En 1993 et en 2003, les études radioécologiques menées sur plusieurs années successivement par l’IPSN et l’IRSN, ont montré que les quantités de plutonium trouvées dans les sédiments et les végétaux aquatiques de la Loire sont comparables à celles mesurées autour des autres centrales nucléaires françaises.

Dans une analyse publiée le 18 mai, l’IRSN indique que les traces des rejets de 1980 ne sont plus perceptibles dans la Loire depuis 1994. Et précise que « les traces de plutonium mesurées dans les sols dans le cadre de la surveillance à proximité des sites nucléaires d’EDF sont issues des retombées des essais nucléaires, sans influence discernable des rejets des centrales nucléaires ».

 

Les enseignements

Les premiers réacteurs nucléaires, construits en France entre 1958 et 1966, appartenaient à la filière UNGG (Uranium Naturel Graphite Gaz).
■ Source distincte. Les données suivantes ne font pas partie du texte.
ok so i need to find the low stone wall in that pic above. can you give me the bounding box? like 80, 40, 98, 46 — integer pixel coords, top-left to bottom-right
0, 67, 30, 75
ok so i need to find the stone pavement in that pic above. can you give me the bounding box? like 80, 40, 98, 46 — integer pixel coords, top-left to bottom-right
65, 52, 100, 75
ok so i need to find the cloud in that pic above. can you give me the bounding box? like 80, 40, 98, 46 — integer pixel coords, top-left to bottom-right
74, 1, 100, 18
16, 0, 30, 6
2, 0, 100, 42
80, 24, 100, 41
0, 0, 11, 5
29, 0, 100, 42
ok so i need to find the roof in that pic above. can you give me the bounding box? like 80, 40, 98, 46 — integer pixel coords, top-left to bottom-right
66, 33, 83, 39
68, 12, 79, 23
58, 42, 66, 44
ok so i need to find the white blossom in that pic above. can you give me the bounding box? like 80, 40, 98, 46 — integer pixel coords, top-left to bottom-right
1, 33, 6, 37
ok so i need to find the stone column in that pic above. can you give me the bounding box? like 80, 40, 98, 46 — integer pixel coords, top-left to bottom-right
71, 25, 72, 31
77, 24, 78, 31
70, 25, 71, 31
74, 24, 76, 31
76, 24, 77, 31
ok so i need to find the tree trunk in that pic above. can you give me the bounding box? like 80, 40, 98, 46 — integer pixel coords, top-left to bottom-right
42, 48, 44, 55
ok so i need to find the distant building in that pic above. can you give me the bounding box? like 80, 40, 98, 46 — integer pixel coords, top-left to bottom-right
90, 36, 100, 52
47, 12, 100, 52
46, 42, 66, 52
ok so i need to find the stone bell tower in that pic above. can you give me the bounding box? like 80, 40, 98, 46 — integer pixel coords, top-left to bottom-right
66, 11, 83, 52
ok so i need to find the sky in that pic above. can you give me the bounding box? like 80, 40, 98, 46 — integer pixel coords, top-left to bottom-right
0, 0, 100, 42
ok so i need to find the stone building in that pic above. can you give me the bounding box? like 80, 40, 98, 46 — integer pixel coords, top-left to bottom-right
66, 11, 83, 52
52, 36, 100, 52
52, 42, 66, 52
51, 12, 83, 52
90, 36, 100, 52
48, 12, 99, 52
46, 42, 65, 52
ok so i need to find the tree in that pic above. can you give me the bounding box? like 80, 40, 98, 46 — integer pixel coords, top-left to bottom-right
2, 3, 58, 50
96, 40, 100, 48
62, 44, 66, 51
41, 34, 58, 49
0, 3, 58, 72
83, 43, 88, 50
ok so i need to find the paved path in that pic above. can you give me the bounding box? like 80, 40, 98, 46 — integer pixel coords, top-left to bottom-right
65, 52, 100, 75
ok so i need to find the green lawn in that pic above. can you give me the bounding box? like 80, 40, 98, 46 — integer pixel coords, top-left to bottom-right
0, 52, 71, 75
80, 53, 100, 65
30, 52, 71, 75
Actuellement les six réacteurs UNGG (Chinon A1, A2, A3, Saint-Laurent A1, A2, Bugey 1) sont arrêtés et en cours de démantèlement. 

Au-delà de l’aspect technique spécifique aux réacteurs graphite-gaz, l’accident de 1980 confirme l’importance de maintenir en permanance le refroidissement du cœur.

Les UNGG étaient différents, ce qui rendait difficile le retour d’expérience entre les différents sites. La centrale de Saint-Laurent ne ressemblait pas à celle de Bugey, qui ne ressemblait pas à Chinon, car à l’époque la filière ne cessait d’évoluer.

Début des années 1970, la France a opté pour le REP pour équiper son parc nucléaire.

 

Une enquête administrative est en cours

Selon le reportage diffusé par Canal+, des effluents de plutonium auraient été rejetés dans la Loire en 1980, au moment de l’accident. Une enquête administrative a donc été ouverte par la Ministre de l’Energie et de l’Ecologie, Ségolène Royal pour « faire toute la lumière sur les circonstances et sur l’information dont ont bénéficié, alors, les autorités de contrôle ».